El Papa Francisco habló este domingo durante el rezo del Angelus sobre la Transfiguración, el pasaje evangélico de este día, donde “Jesús concedió a los discípulos Pedro, Santiago y Juan experimentar la gloria de la Resurrección: un trozo de cielo en la tierra”.

De este modo, el Santo Padre indicó a los peregrinos presentes en la Plaza de San Pedro que “la Transfiguración se produce en un momento muy concreto de la misión de Cristo, esto es, después de que Él hubiera confiado a los discípulos que debería sufrir mucho, ser asesinado y resucitar al tercer día”.

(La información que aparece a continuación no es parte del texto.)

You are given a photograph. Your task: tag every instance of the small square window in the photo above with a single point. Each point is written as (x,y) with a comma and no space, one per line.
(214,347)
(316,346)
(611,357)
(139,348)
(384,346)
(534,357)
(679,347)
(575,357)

Prepararlos para soportar el escándalo de la Pasión

“Jesús sabe que ellos no aceptan esa realidad y, por ello, quiere prepararlos para soportar el escándalo de la Pasión y de la muerte en la Cruz, porque sabe que ese es el camino por medio del cual el Padre celeste llevará a la Gloria a su Hijo elegido: resucitándolo de entre los muertos”, agregó Francisco, tal y como recoge Aciprensa.

De este modo, explicó que este mismo será el camino de los discípulos, pues “ninguno llega a la vida eterna si no es siguiendo a Jesús, llevando su propia Cruz”.

La perspectiva cristiana del sufrimiento

“La Transfiguración de Cristo nos muestra la perspectiva cristiana del sufrimiento: no es un sadomasoquismo, el sufrimiento, es un pasaje necesario, pero transitorio. El punto de llegada al que estamos llamados es luminoso como el rostro de Cristo transfigurado: en Él está la salvación, la santidad, la luz, el amor de Dios sin límites”.

Por tanto, Cristo asegura que “la Cruz, las pruebas, las dificultades en las cuales nos encontramos, tienen su solución y su superación en la Pascua”.

“En esta Cuaresma debemos subir también nosotros al monte con Jesús. ¿De qué modo? Con la oración. Permanezcamos algunos momentos en recogimiento, fijando la mirada interior en su rostro y dejemos que su luz nos alcance y que irradie en nuestra vida”, explicó el Santo Padre.

En cuántas ocasiones nos hemos encontrado con personas que iluminan, que sale luz de sus ojos, que tienen ese rostro luminoso, y rezan, y la oración hace eso: te da ese rostro luminoso con la luz del Espíritu Santo”, destacó Francisco.

El Papa finalizó su reflexión previa al Ángelus animando a dar “espacio a la oración y a la Palabra de Dios que, abundantemente, la liturgia nos propone en estos días”.